6,248 reports of this reaction
2.5% of all ATENOLOL reports
#6 most reported adverse reaction
DIZZINESS is the #6 most commonly reported adverse reaction for ATENOLOL, manufactured by Almatica Pharma LLC. There are 6,248 FDA adverse event reports linking ATENOLOL to DIZZINESS. This represents approximately 2.5% of all 252,348 adverse event reports for this drug.
Patients taking ATENOLOL who experience dizziness should discuss this symptom with their healthcare provider to determine whether it may be related to their medication and what alternatives may be available.
DIZZINESS is a less commonly reported adverse event for ATENOLOL, but still significant enough to appear in the safety profile.

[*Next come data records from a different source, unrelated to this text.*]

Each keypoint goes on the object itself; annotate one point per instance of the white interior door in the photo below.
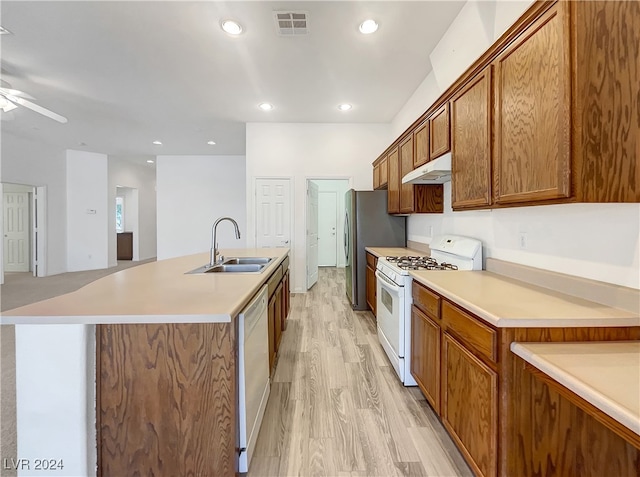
(312, 234)
(16, 231)
(327, 227)
(273, 213)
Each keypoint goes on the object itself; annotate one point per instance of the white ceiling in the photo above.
(128, 73)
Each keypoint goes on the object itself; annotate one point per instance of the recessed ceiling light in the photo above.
(368, 26)
(231, 27)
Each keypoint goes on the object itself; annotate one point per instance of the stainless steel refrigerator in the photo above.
(367, 224)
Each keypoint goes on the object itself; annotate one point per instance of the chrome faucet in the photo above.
(213, 260)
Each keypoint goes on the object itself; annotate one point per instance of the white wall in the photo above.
(55, 397)
(302, 151)
(192, 192)
(30, 163)
(142, 177)
(596, 241)
(87, 211)
(474, 30)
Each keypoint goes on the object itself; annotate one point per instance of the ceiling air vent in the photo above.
(291, 23)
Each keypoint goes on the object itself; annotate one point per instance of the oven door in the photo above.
(390, 313)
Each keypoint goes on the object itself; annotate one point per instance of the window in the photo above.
(119, 214)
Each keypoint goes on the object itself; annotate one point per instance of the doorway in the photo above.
(23, 229)
(330, 223)
(127, 228)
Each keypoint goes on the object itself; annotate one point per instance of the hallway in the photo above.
(337, 408)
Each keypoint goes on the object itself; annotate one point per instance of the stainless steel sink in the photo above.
(247, 260)
(236, 265)
(237, 268)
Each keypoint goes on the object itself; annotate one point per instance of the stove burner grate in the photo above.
(419, 263)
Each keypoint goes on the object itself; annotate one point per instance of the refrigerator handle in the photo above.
(346, 237)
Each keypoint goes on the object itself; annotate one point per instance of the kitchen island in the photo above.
(164, 362)
(506, 417)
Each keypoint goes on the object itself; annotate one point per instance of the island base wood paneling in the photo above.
(555, 437)
(567, 453)
(166, 399)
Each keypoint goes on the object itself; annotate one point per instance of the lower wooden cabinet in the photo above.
(548, 413)
(271, 331)
(425, 356)
(278, 308)
(372, 282)
(470, 406)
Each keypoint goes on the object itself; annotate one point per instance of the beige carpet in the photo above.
(21, 289)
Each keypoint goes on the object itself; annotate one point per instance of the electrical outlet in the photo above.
(523, 240)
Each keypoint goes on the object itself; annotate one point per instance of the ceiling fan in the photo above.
(10, 99)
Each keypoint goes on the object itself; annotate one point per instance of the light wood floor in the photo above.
(337, 408)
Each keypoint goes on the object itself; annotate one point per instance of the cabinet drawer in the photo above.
(426, 300)
(467, 328)
(274, 280)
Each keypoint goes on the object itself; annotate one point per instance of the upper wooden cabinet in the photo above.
(471, 144)
(439, 135)
(380, 174)
(421, 144)
(548, 114)
(393, 186)
(409, 198)
(376, 176)
(384, 169)
(606, 116)
(406, 166)
(532, 158)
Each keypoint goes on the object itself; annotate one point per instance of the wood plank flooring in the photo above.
(337, 408)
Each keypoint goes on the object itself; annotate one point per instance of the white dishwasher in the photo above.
(253, 372)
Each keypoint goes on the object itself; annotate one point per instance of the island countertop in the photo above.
(155, 292)
(606, 374)
(508, 303)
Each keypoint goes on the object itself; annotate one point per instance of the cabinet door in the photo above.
(406, 166)
(425, 356)
(393, 196)
(272, 331)
(421, 144)
(439, 137)
(371, 289)
(384, 169)
(533, 96)
(278, 317)
(471, 144)
(376, 177)
(470, 406)
(286, 290)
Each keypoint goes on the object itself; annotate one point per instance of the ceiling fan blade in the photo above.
(16, 93)
(37, 109)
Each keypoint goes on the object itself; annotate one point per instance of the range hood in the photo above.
(437, 171)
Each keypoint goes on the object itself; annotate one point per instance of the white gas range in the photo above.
(448, 253)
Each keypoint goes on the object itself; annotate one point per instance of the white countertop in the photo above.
(393, 251)
(508, 303)
(606, 374)
(155, 292)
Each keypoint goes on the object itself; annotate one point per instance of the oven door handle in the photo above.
(387, 283)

In addition to dizziness, the following adverse reactions have been reported for ATENOLOL:
The following drugs have also been linked to dizziness in FDA adverse event reports:
DIZZINESS has been reported as an adverse event in 6,248 FDA reports for ATENOLOL. This does not prove causation, but indicates an association observed in post-market surveillance data.
DIZZINESS accounts for approximately 2.5% of all adverse event reports for ATENOLOL, making it a notable side effect.
If you experience dizziness while taking ATENOLOL, contact your healthcare provider. They can evaluate whether the symptom is related to your medication and discuss potential adjustments to your treatment plan. Do not stop taking prescribed medication without consulting your doctor.